Tal vez sería una buena idea dejar de alimentar el culto al líder. Sus mítines por todo el país tienen el objetivo de amalgamar el amor al jefe y sus conferencias matutinas —las mañaneras— pretenden definir la agenda del día. Sería acertado recordarle a AMLO que los movimientos hegemonistas han costado caro a América Latina. No pocos confundieron el combate a la pobreza con la creación de un ejército de ciudadanos pagados con clientelismo. O que gobernar se resumía a ganar elecciones y controlar a los críticos y no al ejercicio democrático de la función pública.
El gobierno de AMLO es joven y tiene margen para cambiar de rumbo. Pero los sucesos de sus primeros meses de gobierno sugieren que no habrá golpe de mando. El presidente reacciona mal cuando lo contradicen y, con un escenario económico y social más adverso, no reaccionará mejor. Debe aceptar que su misión redentora puede estar equivocada y modificar cuanto sea necesario para mejorar el país en lugar de buscar culpables oscuros —»la mafia del poder»— para sus fracasos.

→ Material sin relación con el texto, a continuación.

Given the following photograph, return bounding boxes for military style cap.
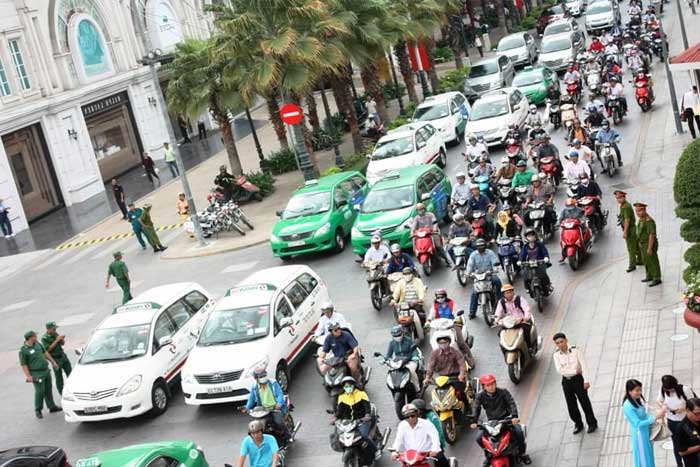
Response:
[24,330,36,340]
[113,251,122,258]
[613,190,627,196]
[45,321,58,329]
[516,160,527,167]
[633,202,648,208]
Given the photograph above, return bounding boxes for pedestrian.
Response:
[178,114,191,143]
[475,35,484,58]
[163,142,179,177]
[126,203,150,250]
[140,203,167,253]
[615,190,642,272]
[197,117,207,141]
[106,251,132,304]
[657,375,697,467]
[41,322,71,396]
[236,420,279,467]
[675,398,700,467]
[634,203,662,287]
[142,151,160,186]
[680,86,700,139]
[553,333,598,434]
[176,192,193,239]
[111,179,127,220]
[0,197,14,238]
[215,165,236,202]
[623,378,667,467]
[19,330,62,419]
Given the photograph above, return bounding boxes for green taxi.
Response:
[75,440,209,467]
[351,164,451,255]
[270,171,368,259]
[512,65,557,105]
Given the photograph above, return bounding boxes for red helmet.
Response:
[434,288,447,298]
[479,374,496,386]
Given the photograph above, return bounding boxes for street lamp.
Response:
[658,18,684,134]
[141,48,207,247]
[387,51,406,115]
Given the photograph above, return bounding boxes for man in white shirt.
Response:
[570,139,599,174]
[464,135,488,162]
[392,403,448,467]
[681,86,700,139]
[553,333,598,434]
[314,302,349,341]
[451,172,471,203]
[564,151,591,181]
[363,235,391,263]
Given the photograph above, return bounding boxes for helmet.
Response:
[531,174,539,183]
[253,367,268,379]
[390,243,402,253]
[571,138,581,145]
[435,288,447,298]
[416,202,425,210]
[602,119,611,127]
[219,165,227,171]
[509,123,517,129]
[329,322,343,332]
[411,399,426,411]
[468,134,477,142]
[371,235,381,244]
[321,301,334,313]
[341,376,357,386]
[470,183,479,190]
[248,420,265,434]
[479,374,497,386]
[402,267,413,275]
[529,104,537,112]
[436,334,452,343]
[565,198,577,207]
[579,172,589,180]
[538,172,547,181]
[533,121,542,128]
[569,150,579,159]
[455,171,466,179]
[401,403,419,417]
[525,228,537,238]
[475,238,487,248]
[611,76,619,82]
[501,283,514,293]
[453,213,465,222]
[479,155,489,163]
[501,156,509,164]
[390,325,404,337]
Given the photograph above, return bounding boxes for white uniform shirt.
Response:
[564,160,591,180]
[465,142,488,159]
[392,418,441,453]
[553,346,590,381]
[364,244,391,263]
[315,311,349,337]
[609,83,625,97]
[681,90,700,112]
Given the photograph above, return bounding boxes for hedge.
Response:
[674,139,700,281]
[266,148,298,175]
[244,171,276,196]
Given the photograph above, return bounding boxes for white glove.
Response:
[544,257,550,263]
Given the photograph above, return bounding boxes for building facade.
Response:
[0,0,213,232]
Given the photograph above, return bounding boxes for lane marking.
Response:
[1,299,36,313]
[55,223,184,250]
[221,261,259,274]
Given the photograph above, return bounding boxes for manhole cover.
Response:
[670,334,690,341]
[661,441,674,450]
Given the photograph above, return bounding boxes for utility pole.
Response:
[387,51,406,115]
[675,0,689,49]
[659,18,684,134]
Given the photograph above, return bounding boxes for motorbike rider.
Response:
[384,325,422,392]
[564,151,591,181]
[428,289,476,367]
[494,157,516,183]
[535,134,563,172]
[411,399,446,450]
[606,76,628,115]
[237,420,279,467]
[505,123,522,145]
[495,210,519,238]
[588,36,605,54]
[570,138,599,175]
[567,119,589,145]
[547,82,561,104]
[470,374,532,466]
[391,403,448,467]
[628,47,645,73]
[412,202,453,267]
[527,121,547,142]
[563,65,582,92]
[511,160,535,188]
[596,120,623,167]
[465,135,489,162]
[519,229,553,292]
[586,54,602,73]
[558,198,588,263]
[242,368,292,443]
[525,105,544,128]
[423,334,467,406]
[628,1,642,19]
[495,284,533,349]
[601,30,614,46]
[315,302,350,341]
[584,104,605,129]
[603,56,623,81]
[604,41,620,61]
[335,376,378,458]
[445,213,474,265]
[473,155,496,179]
[451,172,471,205]
[577,173,605,230]
[318,323,363,387]
[386,243,416,274]
[392,267,427,316]
[466,238,503,320]
[363,235,391,264]
[524,175,556,229]
[468,183,492,215]
[214,165,236,202]
[634,69,654,101]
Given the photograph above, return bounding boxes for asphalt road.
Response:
[0,13,660,467]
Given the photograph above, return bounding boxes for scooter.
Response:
[521,259,551,313]
[231,175,263,203]
[426,314,475,355]
[606,95,624,124]
[560,99,577,130]
[392,450,459,467]
[374,352,424,420]
[498,315,541,384]
[513,186,529,213]
[634,80,654,112]
[497,179,515,207]
[472,271,496,326]
[412,227,438,276]
[597,141,618,177]
[559,218,593,271]
[505,139,525,164]
[364,260,390,311]
[449,237,472,286]
[538,155,560,186]
[526,201,552,241]
[546,98,561,129]
[471,211,489,240]
[565,80,581,105]
[476,418,528,467]
[330,407,391,467]
[395,302,425,343]
[497,236,521,284]
[319,353,371,408]
[464,152,480,178]
[474,174,494,201]
[427,376,468,445]
[586,70,602,97]
[578,196,608,235]
[451,197,469,218]
[242,405,301,467]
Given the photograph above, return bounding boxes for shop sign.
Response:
[82,92,128,118]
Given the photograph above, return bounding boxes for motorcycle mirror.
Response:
[373,351,382,357]
[326,409,335,414]
[456,309,465,316]
[275,210,282,217]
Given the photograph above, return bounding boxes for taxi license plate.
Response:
[207,386,232,394]
[287,240,305,247]
[84,406,108,414]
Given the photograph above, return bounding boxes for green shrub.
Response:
[311,127,343,151]
[520,17,537,31]
[436,67,471,93]
[434,46,454,62]
[404,101,418,117]
[387,117,409,130]
[381,82,406,101]
[321,166,343,177]
[266,148,298,175]
[674,140,700,281]
[323,112,346,132]
[244,171,276,196]
[344,150,371,174]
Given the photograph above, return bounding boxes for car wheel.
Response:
[439,148,447,168]
[276,362,290,392]
[333,229,346,253]
[150,380,169,416]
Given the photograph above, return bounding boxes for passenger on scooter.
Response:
[547,83,561,103]
[391,404,448,467]
[237,420,279,467]
[570,139,599,175]
[465,135,489,162]
[335,376,377,457]
[524,176,556,228]
[446,213,474,264]
[511,160,535,188]
[519,229,552,292]
[364,235,391,264]
[586,55,601,73]
[596,120,623,167]
[588,37,604,54]
[429,289,476,367]
[315,302,350,341]
[386,244,416,274]
[495,210,519,238]
[392,267,427,311]
[470,374,532,466]
[451,172,471,205]
[495,284,533,349]
[527,121,547,142]
[411,399,446,450]
[384,326,422,391]
[473,155,496,179]
[318,324,363,387]
[564,151,591,181]
[505,123,522,145]
[603,56,622,81]
[604,42,620,60]
[525,105,544,128]
[412,203,453,267]
[535,134,561,167]
[242,368,291,443]
[584,106,605,129]
[578,173,602,198]
[466,239,503,319]
[495,157,516,183]
[567,119,589,145]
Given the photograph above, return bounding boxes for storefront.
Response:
[82,91,144,182]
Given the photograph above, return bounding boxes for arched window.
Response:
[68,14,115,83]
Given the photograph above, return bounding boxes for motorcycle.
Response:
[577,196,608,235]
[395,302,425,343]
[451,197,469,218]
[505,139,525,164]
[412,227,439,276]
[497,179,515,206]
[330,408,391,467]
[521,259,551,313]
[652,37,664,61]
[565,178,580,199]
[427,375,474,445]
[560,101,577,130]
[464,152,480,178]
[364,260,391,311]
[472,271,496,326]
[498,315,541,384]
[474,174,494,201]
[546,98,561,129]
[242,405,301,467]
[527,201,552,241]
[393,450,458,467]
[476,418,528,467]
[426,315,474,354]
[538,155,560,186]
[320,353,371,407]
[513,186,529,213]
[565,80,581,105]
[559,217,593,271]
[497,236,521,284]
[586,70,602,97]
[374,352,424,419]
[450,237,472,286]
[634,80,654,112]
[606,95,624,124]
[231,175,263,203]
[597,141,618,177]
[470,211,489,240]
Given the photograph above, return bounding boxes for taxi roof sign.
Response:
[225,284,277,296]
[382,171,401,180]
[76,458,101,467]
[304,179,319,186]
[113,302,162,314]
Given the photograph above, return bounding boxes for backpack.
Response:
[499,296,524,315]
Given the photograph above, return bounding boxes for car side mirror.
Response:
[279,317,293,328]
[417,142,427,149]
[336,199,348,208]
[158,336,173,348]
[75,347,83,357]
[275,210,283,217]
[421,193,431,201]
[373,351,382,357]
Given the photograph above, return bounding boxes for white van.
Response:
[62,283,215,422]
[181,265,330,405]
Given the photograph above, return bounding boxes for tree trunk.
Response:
[212,107,243,175]
[395,40,418,103]
[265,92,288,150]
[446,19,466,69]
[331,73,363,154]
[360,62,389,124]
[305,91,321,133]
[291,91,320,176]
[424,38,441,93]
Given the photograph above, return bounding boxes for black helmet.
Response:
[475,238,487,248]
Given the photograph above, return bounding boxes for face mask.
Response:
[437,297,446,303]
[393,336,403,342]
[403,274,413,282]
[439,343,449,350]
[258,377,268,384]
[343,385,354,394]
[418,210,426,216]
[581,179,589,186]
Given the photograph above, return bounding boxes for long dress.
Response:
[622,399,656,467]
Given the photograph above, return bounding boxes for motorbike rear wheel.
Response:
[505,262,514,284]
[240,213,255,230]
[482,300,494,327]
[422,257,433,276]
[232,221,246,236]
[394,392,406,420]
[568,251,580,271]
[613,108,621,125]
[370,286,382,311]
[607,161,616,177]
[456,267,468,286]
[342,452,360,467]
[442,417,458,445]
[534,286,544,313]
[508,354,522,384]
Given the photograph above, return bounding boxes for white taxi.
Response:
[181,265,329,405]
[61,283,214,422]
[411,92,471,145]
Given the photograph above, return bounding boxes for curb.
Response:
[160,238,270,260]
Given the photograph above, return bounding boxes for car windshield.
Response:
[498,36,525,51]
[371,136,414,160]
[545,23,571,35]
[542,37,571,53]
[413,103,450,121]
[470,98,509,120]
[469,62,499,78]
[282,192,331,219]
[551,4,565,13]
[198,305,270,346]
[587,2,611,13]
[513,72,544,86]
[362,186,414,213]
[81,324,150,364]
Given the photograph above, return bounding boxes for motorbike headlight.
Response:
[245,358,269,378]
[117,375,142,397]
[316,222,331,237]
[351,226,361,237]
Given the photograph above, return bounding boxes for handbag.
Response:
[649,419,672,442]
[154,167,160,175]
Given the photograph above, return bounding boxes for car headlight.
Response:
[351,226,361,237]
[117,375,142,397]
[62,389,75,402]
[245,358,269,378]
[270,233,281,243]
[316,222,331,237]
[182,372,195,384]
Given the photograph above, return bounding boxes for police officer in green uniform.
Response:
[106,251,132,304]
[41,322,71,395]
[19,330,62,418]
[614,190,642,272]
[634,203,662,287]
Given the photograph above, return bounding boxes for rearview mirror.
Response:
[456,309,465,317]
[75,347,83,357]
[373,351,382,357]
[421,193,431,201]
[275,210,283,217]
[279,317,294,328]
[158,336,173,348]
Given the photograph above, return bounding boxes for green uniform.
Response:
[41,333,72,395]
[108,259,132,304]
[511,169,535,188]
[619,201,642,269]
[636,216,661,281]
[19,342,58,412]
[140,206,163,250]
[425,411,446,449]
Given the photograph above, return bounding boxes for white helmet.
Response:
[455,171,466,179]
[529,104,537,113]
[320,301,334,313]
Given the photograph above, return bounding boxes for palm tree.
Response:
[166,38,245,175]
[264,90,289,149]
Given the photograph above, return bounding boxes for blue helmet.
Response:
[391,325,404,337]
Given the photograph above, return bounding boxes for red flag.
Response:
[407,40,432,71]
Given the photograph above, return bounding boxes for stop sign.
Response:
[279,103,304,125]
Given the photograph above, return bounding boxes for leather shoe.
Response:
[648,279,662,287]
[35,410,43,419]
[626,267,636,273]
[587,425,598,433]
[640,277,651,283]
[573,425,584,434]
[521,454,532,465]
[49,406,62,413]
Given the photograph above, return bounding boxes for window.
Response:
[146,457,180,467]
[453,94,466,107]
[184,290,208,313]
[153,313,177,348]
[284,282,308,309]
[166,300,192,329]
[450,100,458,114]
[8,40,30,91]
[334,187,347,207]
[274,296,294,334]
[415,131,426,148]
[499,56,508,68]
[0,58,10,96]
[297,273,318,295]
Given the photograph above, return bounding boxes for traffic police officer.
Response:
[634,203,662,287]
[19,330,61,418]
[41,322,71,395]
[614,190,641,272]
[106,251,132,304]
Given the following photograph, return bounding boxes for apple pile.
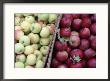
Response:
[51,14,96,68]
[14,13,58,68]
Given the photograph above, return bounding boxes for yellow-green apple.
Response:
[19,35,30,46]
[38,13,49,22]
[26,54,36,65]
[15,17,21,26]
[15,13,23,17]
[15,61,24,68]
[48,14,57,23]
[35,60,44,68]
[40,46,49,56]
[21,21,31,33]
[40,27,50,38]
[31,44,38,51]
[31,23,41,33]
[25,65,33,68]
[15,43,24,54]
[24,46,34,55]
[25,16,35,24]
[40,37,50,46]
[15,26,22,30]
[28,33,39,44]
[16,54,26,63]
[15,30,24,41]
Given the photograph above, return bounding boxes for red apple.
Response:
[56,51,68,62]
[84,48,96,59]
[82,17,91,28]
[51,58,61,68]
[79,39,90,51]
[60,28,71,37]
[81,14,89,18]
[69,35,80,48]
[72,14,80,19]
[57,64,68,68]
[90,23,96,35]
[60,17,72,28]
[87,58,96,68]
[91,37,96,50]
[70,49,84,62]
[79,28,90,39]
[70,61,84,68]
[71,18,82,30]
[71,31,79,36]
[54,41,64,51]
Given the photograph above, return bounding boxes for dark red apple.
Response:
[54,41,64,51]
[87,58,96,68]
[82,17,91,28]
[71,18,82,30]
[56,51,68,62]
[89,35,96,41]
[69,35,80,48]
[91,14,96,23]
[81,14,89,18]
[79,28,90,39]
[66,58,73,67]
[72,14,80,19]
[66,46,71,53]
[60,28,71,37]
[63,14,73,20]
[57,64,68,68]
[70,49,84,62]
[79,39,90,51]
[71,31,79,36]
[90,23,96,35]
[84,48,96,59]
[60,17,72,28]
[91,37,96,50]
[51,58,61,68]
[70,61,84,68]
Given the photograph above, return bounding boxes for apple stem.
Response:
[73,55,81,62]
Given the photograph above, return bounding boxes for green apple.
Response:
[28,33,39,44]
[15,61,24,68]
[25,16,35,24]
[48,14,57,23]
[26,54,36,65]
[40,27,50,38]
[16,54,26,63]
[15,43,24,54]
[31,44,38,50]
[25,65,33,68]
[38,13,49,22]
[24,46,34,55]
[15,30,24,41]
[19,36,30,46]
[21,21,31,33]
[31,23,41,33]
[40,46,49,56]
[35,60,44,68]
[15,17,21,26]
[40,37,50,46]
[15,13,23,17]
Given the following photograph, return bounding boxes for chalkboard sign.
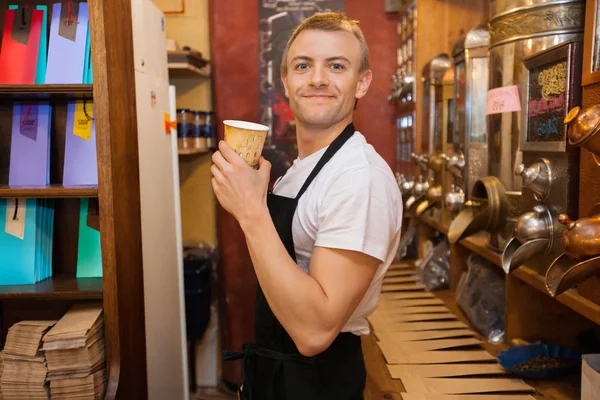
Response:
[521,40,583,152]
[526,59,568,143]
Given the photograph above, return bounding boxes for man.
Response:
[211,12,403,400]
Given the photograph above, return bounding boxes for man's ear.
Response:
[355,70,372,100]
[281,74,289,98]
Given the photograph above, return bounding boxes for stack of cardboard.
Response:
[0,321,56,400]
[369,262,537,399]
[42,303,107,400]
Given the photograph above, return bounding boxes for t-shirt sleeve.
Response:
[314,166,401,262]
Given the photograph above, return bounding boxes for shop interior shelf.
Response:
[0,276,103,300]
[418,214,600,325]
[0,185,98,199]
[178,148,211,156]
[0,84,93,99]
[168,62,210,79]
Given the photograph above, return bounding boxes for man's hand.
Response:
[211,141,271,225]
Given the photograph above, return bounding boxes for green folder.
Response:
[76,198,103,278]
[9,5,48,83]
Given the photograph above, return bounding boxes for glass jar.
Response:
[204,111,216,150]
[193,111,208,152]
[177,109,193,151]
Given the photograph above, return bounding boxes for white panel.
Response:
[132,0,189,399]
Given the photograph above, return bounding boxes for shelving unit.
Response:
[178,147,210,156]
[168,62,210,79]
[0,84,93,98]
[0,185,98,198]
[417,214,600,326]
[0,277,103,300]
[0,0,153,398]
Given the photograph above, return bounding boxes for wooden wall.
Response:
[414,0,489,154]
[209,0,396,386]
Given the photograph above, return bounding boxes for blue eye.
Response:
[295,63,309,70]
[330,63,344,70]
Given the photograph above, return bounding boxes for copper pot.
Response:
[558,213,600,261]
[565,105,600,157]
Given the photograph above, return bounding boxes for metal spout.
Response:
[501,237,551,274]
[447,206,491,244]
[546,253,600,297]
[416,200,436,216]
[406,193,426,215]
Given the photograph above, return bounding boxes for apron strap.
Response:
[294,123,355,201]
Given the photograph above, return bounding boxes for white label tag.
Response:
[5,198,26,240]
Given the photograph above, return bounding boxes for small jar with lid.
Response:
[204,111,217,150]
[177,109,194,151]
[193,111,208,152]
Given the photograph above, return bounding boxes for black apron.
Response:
[224,123,366,400]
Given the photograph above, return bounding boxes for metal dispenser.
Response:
[414,54,451,220]
[448,1,585,252]
[444,25,490,227]
[449,25,490,204]
[502,40,583,274]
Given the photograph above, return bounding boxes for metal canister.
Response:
[193,111,208,152]
[177,109,193,151]
[488,0,585,192]
[452,24,490,199]
[204,111,217,150]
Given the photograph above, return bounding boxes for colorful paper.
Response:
[0,8,44,84]
[45,2,89,84]
[486,85,522,115]
[63,101,98,186]
[9,102,51,186]
[75,198,102,278]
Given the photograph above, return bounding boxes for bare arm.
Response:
[240,210,379,357]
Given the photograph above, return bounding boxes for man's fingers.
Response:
[258,157,272,181]
[218,140,245,166]
[210,164,225,183]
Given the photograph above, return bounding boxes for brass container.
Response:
[488,0,586,192]
[566,105,600,157]
[546,205,600,297]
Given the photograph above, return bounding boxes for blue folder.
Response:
[0,198,54,285]
[8,102,52,186]
[63,101,98,186]
[45,2,89,84]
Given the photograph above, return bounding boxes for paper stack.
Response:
[42,303,107,400]
[0,321,56,400]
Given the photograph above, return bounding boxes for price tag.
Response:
[73,100,93,141]
[20,103,38,141]
[5,198,25,240]
[486,86,521,115]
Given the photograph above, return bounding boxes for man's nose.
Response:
[309,66,329,87]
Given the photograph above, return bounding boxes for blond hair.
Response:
[280,12,370,76]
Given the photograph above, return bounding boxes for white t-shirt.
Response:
[272,131,403,335]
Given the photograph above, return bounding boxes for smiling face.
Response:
[281,29,372,130]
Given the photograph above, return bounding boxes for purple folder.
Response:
[63,101,98,186]
[45,2,89,84]
[9,102,51,186]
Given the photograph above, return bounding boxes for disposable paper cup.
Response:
[223,120,269,167]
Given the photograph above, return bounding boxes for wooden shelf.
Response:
[417,214,600,325]
[0,276,103,300]
[0,185,98,198]
[0,84,93,99]
[168,63,210,79]
[178,148,210,156]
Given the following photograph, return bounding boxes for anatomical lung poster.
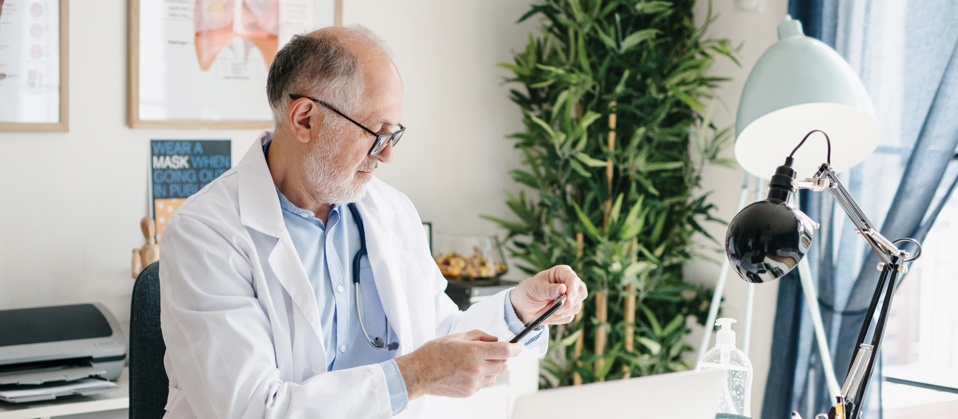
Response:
[130,0,339,128]
[0,0,64,129]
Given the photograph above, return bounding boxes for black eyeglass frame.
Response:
[289,94,404,157]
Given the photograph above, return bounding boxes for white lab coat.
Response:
[159,133,546,419]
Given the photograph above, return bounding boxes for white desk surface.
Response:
[0,368,129,419]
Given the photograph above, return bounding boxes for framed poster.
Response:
[129,0,342,129]
[0,0,69,132]
[150,139,231,241]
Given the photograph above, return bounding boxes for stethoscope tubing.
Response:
[348,203,398,351]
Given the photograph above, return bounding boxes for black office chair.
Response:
[130,262,169,419]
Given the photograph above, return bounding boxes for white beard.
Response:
[304,129,376,205]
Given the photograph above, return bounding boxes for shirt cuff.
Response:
[379,359,408,415]
[505,289,545,345]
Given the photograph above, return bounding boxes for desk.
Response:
[0,368,128,419]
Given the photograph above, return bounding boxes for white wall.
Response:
[0,0,540,342]
[0,0,789,416]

La 4T necesita un plan racional que la sostenga, pero eso no será posible mientras sus políticas dependan de la voluntad de una sola persona, así sea su creador. Esa será la primera gran transformación de su 4T y quizás solo a partir de ella se materialicen los cambios que necesita México. Las necesidades de México reclaman un trato de estadistas, no personalismos caprichosos. El gobierno de un estadista debate a opositores y críticos con argumentos, no con berrinches, y sus funcionarios tienen autonomía y protagonismo y, sobre todo, un plan y una estrategia.
No atender a la necesidad de cambios condena a un escenario sombrío: el país seguirá arrastrando sus problemas de violencia, estancamiento económico, desigualdad y un presidencialismo tóxico. El presidente López Obrador debe ser menos AMLO para realmente transformar a México.